Toju Vincent 12 March 2014, Sweetcrude, Minna – The Baro Port in Niger State is now about 95 per cent completed, managing director of the National Inland Waterways Authority, NIWA, Hajia Inna Ciroma, has said.
But the managing director is worried that despite the impressive level of work on the port, lack of access road to the port may jeopardise its eventual take off and efficiency.
Speaking during a courtesy visit to the Niger State Government House in Minna, Ciroma appealed to Governor Babangida Aliyu to intervene by encouraging the Ministry of Transport to embark on construction of access road to the facility.
Without good roads, according to the NIWA boss, the port would not be as effective and efficient as planned by the Federal Government.
“My prayer has to do with the deplorable road networks leading to Baro River port as the port is nearing completion.
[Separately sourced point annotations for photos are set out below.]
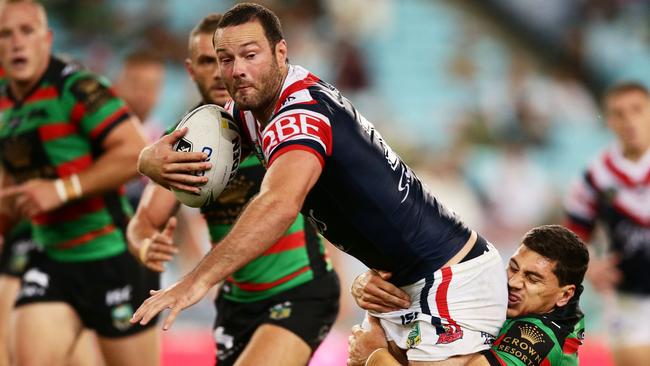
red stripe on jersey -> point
(288, 148)
(107, 121)
(441, 297)
(56, 130)
(571, 345)
(288, 242)
(248, 286)
(582, 231)
(310, 80)
(622, 177)
(78, 111)
(74, 166)
(496, 356)
(5, 103)
(71, 211)
(42, 94)
(86, 237)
In fact the Baro River port has literally been completed but unfortunately, there are no good access roads leading to the port,” Ciroma told the governor.
She continued: “We plead with his Excellency to use his good office to encourage the Honourable Minister of Works to list this very important road in the 2014/2015 Appropriation because without a good access road to the port, there will be no way the port will be effective in its operation.
“Finally, we have just commissioned the Onitsha River Port in Anambra State. Baro Port in Niger State is next in line and it will be the very first river port to be completed in Northern Nigeria and may end up being the flagship port for the whole of northern part of Nigeria”.
Assuring that her agency was playing its role with a view to assisting the relevant agencies in the rehabilitation of the access road leading to the port, the NIWA boss said: “We are discussing with other government agencies to ensure that the road is rehabilitated. There is actually a road, it is just that it is in a very bad state and if we have no good access road the effort of the Federal Government on the port will be a waste”.
She disclosed that the essence of the port is to transship goods from Lagos, Calabar, Port Harcourt, bring them to the hinterland and carry them to the northern part of the country.
Ciroma further disclosed that the port will be commissioned before the end of the first quarter of 2015, adding that the rehabilitation of the road could be carried out simultaneously with the construction work currently going on at the port.